3th September 2006 – After a hard night we started working again. I didn’t sleep because of the loaded spits barge next to me. The boat was only connected to my boat and not to land… Ropes were loose and it was heavily loaded.

In the morning we created a first rib that should hold the plates. The ribs had to be rounded to keep curve the platform. We used metal strips and curved them ourselves.

Watergeus – Removing the first wood

2nd September 2006 – The plates for the new construction have arrived. It was quite hard getting them aboard my neighbour’s ship. He had already done the ribs and U-supports. Each plate had a weight of nearly 150kgs.
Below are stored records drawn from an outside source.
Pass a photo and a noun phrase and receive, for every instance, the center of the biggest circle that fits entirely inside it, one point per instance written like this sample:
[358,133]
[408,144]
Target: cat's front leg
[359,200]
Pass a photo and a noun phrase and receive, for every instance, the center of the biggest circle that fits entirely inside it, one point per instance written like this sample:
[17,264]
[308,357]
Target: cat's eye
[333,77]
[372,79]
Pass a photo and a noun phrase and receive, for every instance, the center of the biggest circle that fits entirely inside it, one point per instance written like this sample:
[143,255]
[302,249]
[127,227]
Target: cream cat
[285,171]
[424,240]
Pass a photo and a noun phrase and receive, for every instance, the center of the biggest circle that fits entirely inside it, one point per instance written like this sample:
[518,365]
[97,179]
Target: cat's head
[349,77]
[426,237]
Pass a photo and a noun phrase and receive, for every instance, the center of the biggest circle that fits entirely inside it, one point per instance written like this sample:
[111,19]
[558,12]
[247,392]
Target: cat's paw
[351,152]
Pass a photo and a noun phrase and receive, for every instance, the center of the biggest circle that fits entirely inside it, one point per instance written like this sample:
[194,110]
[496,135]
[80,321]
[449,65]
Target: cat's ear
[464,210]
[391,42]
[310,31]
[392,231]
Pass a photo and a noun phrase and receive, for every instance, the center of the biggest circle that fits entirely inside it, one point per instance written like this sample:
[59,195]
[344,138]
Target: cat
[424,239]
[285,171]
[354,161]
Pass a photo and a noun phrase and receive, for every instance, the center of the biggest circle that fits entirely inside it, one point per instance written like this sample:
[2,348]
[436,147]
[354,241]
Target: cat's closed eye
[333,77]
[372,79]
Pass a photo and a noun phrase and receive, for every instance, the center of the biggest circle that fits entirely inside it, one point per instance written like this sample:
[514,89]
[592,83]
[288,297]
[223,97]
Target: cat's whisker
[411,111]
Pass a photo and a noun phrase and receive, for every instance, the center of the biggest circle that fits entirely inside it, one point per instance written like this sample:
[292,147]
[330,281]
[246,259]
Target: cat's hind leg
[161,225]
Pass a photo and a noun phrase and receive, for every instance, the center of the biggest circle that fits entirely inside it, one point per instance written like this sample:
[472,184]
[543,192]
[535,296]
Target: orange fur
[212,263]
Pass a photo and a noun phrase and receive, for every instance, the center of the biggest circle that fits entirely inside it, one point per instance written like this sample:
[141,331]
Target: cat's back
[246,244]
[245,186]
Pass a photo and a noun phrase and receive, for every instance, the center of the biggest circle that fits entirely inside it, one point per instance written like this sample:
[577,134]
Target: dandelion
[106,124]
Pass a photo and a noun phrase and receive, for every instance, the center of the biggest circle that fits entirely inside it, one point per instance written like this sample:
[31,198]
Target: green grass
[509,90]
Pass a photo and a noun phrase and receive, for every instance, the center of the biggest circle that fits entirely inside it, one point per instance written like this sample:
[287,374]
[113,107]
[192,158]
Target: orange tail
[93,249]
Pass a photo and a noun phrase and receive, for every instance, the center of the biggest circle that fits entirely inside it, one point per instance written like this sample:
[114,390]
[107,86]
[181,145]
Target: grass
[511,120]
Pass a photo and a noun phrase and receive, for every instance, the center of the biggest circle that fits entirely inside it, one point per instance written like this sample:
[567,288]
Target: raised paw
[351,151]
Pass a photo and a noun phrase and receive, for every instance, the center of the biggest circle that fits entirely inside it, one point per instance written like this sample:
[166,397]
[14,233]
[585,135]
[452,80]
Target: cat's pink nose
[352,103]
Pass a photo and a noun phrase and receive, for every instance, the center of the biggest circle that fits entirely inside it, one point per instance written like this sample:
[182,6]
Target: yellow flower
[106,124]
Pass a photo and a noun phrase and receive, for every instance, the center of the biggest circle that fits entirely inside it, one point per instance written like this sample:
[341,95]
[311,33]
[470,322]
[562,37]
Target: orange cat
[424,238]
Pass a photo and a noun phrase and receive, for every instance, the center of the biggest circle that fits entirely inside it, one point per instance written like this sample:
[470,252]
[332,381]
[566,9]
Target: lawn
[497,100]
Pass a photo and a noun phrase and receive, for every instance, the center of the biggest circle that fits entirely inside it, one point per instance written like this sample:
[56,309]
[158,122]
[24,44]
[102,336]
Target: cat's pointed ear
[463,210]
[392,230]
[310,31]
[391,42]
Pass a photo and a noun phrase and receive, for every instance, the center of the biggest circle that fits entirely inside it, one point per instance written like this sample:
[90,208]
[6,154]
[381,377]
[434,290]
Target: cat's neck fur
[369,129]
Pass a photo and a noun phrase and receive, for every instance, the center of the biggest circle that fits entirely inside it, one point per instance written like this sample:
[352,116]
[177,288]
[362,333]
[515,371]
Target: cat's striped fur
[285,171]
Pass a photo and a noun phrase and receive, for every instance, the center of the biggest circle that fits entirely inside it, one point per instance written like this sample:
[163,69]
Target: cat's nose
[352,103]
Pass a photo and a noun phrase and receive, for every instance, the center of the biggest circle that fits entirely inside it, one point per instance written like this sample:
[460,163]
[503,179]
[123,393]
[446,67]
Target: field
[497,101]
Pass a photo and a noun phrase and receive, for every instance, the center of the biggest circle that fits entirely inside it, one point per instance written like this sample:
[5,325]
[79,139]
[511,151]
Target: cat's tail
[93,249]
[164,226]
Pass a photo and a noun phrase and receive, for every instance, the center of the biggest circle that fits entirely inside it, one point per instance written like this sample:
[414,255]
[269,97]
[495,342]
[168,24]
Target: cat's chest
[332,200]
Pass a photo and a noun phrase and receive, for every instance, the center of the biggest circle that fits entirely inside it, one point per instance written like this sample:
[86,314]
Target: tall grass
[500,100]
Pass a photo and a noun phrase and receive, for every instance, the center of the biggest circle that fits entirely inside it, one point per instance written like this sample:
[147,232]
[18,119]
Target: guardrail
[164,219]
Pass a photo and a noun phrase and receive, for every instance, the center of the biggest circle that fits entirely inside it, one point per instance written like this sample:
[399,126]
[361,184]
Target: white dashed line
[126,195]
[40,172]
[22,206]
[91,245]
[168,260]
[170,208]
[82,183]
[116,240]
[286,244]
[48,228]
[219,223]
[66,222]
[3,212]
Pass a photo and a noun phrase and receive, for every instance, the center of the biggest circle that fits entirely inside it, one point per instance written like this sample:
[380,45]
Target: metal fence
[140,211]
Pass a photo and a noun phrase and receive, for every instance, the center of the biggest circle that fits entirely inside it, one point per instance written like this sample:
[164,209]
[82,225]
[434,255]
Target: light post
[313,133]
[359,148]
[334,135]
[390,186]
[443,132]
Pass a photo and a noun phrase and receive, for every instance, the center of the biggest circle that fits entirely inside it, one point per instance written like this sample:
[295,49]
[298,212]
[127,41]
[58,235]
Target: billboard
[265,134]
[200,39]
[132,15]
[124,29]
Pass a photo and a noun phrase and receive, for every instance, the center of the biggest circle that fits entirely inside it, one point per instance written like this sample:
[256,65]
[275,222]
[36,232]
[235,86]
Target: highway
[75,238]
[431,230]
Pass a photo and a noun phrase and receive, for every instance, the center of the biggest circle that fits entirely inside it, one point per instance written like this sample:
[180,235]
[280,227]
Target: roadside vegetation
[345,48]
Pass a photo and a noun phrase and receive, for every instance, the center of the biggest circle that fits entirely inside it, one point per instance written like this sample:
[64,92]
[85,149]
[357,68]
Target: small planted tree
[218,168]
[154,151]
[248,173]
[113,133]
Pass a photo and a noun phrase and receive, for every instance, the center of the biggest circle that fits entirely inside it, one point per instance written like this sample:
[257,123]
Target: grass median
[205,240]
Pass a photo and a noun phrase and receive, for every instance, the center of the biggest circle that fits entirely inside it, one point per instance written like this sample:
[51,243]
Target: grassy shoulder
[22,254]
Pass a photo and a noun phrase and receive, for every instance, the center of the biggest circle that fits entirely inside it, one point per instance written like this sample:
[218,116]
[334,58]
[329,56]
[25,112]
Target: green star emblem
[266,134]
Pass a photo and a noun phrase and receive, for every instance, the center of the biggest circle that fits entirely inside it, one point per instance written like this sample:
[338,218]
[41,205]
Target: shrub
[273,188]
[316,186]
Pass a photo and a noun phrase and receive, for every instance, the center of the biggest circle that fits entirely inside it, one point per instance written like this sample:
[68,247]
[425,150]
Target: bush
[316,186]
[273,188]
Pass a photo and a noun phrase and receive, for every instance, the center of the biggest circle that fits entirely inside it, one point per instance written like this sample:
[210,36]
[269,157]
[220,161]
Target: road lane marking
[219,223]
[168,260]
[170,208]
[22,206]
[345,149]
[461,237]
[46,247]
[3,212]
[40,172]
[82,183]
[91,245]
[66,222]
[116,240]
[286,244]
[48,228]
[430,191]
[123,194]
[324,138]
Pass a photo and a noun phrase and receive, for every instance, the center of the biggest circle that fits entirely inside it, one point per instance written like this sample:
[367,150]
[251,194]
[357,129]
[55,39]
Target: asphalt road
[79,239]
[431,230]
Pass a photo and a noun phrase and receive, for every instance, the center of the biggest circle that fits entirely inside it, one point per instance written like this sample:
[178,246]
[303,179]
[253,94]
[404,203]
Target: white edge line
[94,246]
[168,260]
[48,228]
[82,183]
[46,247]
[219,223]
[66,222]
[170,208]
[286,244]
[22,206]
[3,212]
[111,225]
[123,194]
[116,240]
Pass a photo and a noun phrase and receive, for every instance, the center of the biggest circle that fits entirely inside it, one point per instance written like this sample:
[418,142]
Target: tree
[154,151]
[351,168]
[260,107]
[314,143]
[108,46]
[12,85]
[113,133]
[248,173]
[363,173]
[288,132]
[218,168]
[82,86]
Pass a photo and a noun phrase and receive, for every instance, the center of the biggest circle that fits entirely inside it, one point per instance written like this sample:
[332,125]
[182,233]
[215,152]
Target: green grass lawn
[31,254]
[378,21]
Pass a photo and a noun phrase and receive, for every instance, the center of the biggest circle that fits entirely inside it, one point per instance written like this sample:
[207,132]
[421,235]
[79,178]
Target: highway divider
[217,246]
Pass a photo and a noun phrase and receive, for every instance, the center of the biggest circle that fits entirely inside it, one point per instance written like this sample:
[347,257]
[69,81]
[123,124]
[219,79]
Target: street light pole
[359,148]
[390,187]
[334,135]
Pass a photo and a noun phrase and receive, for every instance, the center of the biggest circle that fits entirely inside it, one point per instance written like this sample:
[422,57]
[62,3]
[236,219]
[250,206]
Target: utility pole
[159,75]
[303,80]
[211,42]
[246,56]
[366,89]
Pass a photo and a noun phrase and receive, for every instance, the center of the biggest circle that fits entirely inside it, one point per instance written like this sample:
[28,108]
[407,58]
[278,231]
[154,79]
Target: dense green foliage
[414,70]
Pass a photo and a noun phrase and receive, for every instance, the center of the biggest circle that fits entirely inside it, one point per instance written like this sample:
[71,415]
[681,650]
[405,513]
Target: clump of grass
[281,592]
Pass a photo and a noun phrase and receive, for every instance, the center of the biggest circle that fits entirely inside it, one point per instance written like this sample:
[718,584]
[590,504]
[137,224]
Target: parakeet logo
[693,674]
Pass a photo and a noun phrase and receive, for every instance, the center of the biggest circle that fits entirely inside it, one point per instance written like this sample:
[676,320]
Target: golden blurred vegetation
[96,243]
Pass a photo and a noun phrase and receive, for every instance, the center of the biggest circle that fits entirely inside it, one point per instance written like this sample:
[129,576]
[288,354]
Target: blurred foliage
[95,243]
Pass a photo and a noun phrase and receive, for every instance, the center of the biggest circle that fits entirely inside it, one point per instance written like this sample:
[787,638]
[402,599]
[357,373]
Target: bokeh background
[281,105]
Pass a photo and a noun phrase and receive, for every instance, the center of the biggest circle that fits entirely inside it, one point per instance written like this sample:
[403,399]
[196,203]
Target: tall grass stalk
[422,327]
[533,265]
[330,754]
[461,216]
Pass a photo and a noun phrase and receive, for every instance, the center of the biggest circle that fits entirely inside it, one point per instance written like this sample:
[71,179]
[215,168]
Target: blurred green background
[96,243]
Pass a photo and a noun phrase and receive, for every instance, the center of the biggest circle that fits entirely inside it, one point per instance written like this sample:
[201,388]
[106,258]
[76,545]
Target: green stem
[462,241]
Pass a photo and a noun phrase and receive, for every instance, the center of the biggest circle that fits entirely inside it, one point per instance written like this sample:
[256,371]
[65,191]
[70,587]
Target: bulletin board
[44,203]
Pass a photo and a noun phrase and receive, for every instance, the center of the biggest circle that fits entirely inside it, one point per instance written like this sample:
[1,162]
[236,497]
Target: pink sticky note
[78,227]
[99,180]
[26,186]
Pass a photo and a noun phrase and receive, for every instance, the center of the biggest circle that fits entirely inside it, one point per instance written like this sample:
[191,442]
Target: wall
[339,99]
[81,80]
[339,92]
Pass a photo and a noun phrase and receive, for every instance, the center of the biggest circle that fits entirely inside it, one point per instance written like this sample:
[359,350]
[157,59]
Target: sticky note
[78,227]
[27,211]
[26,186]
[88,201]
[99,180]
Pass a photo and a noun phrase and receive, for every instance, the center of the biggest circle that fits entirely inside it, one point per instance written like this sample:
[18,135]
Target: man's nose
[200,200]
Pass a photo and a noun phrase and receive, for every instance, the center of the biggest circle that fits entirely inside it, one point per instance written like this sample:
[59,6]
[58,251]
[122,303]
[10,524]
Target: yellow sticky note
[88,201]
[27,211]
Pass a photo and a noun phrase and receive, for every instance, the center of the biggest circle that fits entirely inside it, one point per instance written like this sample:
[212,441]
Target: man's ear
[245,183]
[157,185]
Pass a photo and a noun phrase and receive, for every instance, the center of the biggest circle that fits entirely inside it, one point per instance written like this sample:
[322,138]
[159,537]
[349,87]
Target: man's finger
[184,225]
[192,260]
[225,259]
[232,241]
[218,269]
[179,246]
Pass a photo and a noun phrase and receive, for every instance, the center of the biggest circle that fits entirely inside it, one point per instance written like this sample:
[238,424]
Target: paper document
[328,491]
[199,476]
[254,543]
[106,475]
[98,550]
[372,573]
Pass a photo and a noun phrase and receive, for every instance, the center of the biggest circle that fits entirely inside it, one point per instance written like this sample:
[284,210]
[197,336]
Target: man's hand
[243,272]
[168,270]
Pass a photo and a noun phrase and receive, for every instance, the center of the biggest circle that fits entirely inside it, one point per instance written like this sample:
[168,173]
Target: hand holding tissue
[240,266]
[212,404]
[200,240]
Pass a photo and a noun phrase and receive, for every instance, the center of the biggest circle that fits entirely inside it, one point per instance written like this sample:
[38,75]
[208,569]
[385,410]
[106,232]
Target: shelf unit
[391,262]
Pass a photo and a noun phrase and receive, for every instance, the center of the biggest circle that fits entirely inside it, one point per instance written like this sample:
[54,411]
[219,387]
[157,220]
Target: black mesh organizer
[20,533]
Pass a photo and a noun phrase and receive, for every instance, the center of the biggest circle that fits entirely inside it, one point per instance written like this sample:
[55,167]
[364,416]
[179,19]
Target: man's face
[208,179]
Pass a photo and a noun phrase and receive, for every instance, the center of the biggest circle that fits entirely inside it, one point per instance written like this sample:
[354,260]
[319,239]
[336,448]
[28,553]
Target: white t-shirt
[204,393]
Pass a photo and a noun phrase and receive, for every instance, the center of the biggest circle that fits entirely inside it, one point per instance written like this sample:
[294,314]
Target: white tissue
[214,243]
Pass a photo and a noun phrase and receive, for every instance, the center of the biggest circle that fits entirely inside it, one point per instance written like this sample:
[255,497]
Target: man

That same day, we broke down the first part of the original wooden construction. Breaking it down was a reasonable quick job. Once this was done, we all had a nice meal and started working again, now with the more heavier stuff, metal.

During that evening, the main rib and support for the flat roof had been welded. It was getting to dark to continue working, so we drunk another beer and went sleeping.

It is now a phase with no going back!

Watergeus – Anchor chain

27th August 2006 – I didn’t feel much better, but decided to do a hard job, one I’ll never do again. In my front storage space, there was a spare anchor chain. Since I want to move my anchor from the back to the front, I needed the chain to be placed on my winch. The spare chain was all rusty and rather looking like a spaghetti.

It took me three hours of continuous work to put the chain in place. My deck is now a big mess, full of scratches and rust. Whenever I have the time I will pour some oil on the chain.

Watergeus – Getting a Lister engine aboard

26th August 2006 – Today was a hard day in many ways. I was ill, the weather unstable and I had a Lister 2 cylinder to move from my home place in Ostend onto my boat.

We needed the crane boat of Rinus to get the Lister on the front deck. On that same moment, we also placed two water tanks aboard. They will be used as dirty water tanks. They were free, so I took them. I’m not sure where I’ll put them in the end, but they are useful anyway. In the worst case, I just use them as ballast tanks.

Andy bought a new boat. It is a spits barge from 1924 with GM engine. A typical barge. The accommodation was in front of the wheelhouse, and was in line with the den of the hold. Some more accommodation was added. Some part of the hold was converted, but most of it had to be redone. A nice ship in some ways. The bottom was replaced in 1992 with a 8mm plate.

On his deck he had a small garden. I took some of it and placed it on my deck. At least some green. A Dutch barge can always be recognized by flowers and a bike somebody once told me.

Watergeus – Painting engine room

12-13-14th August 2006 – I painted the engine room today. This was the last part, besides the cargo hold, that needed to be repainted. Next week, we’ll start rebuilding the roof and den, now in metal.

The new construction will be a flat deck at the wheelhouse, an entrance at about 1,45m and then the original sides for the hatches. These works will take around 2 months. During this period the boat will rather look sad, rain coming in and no roof, just like I found her in December 2005.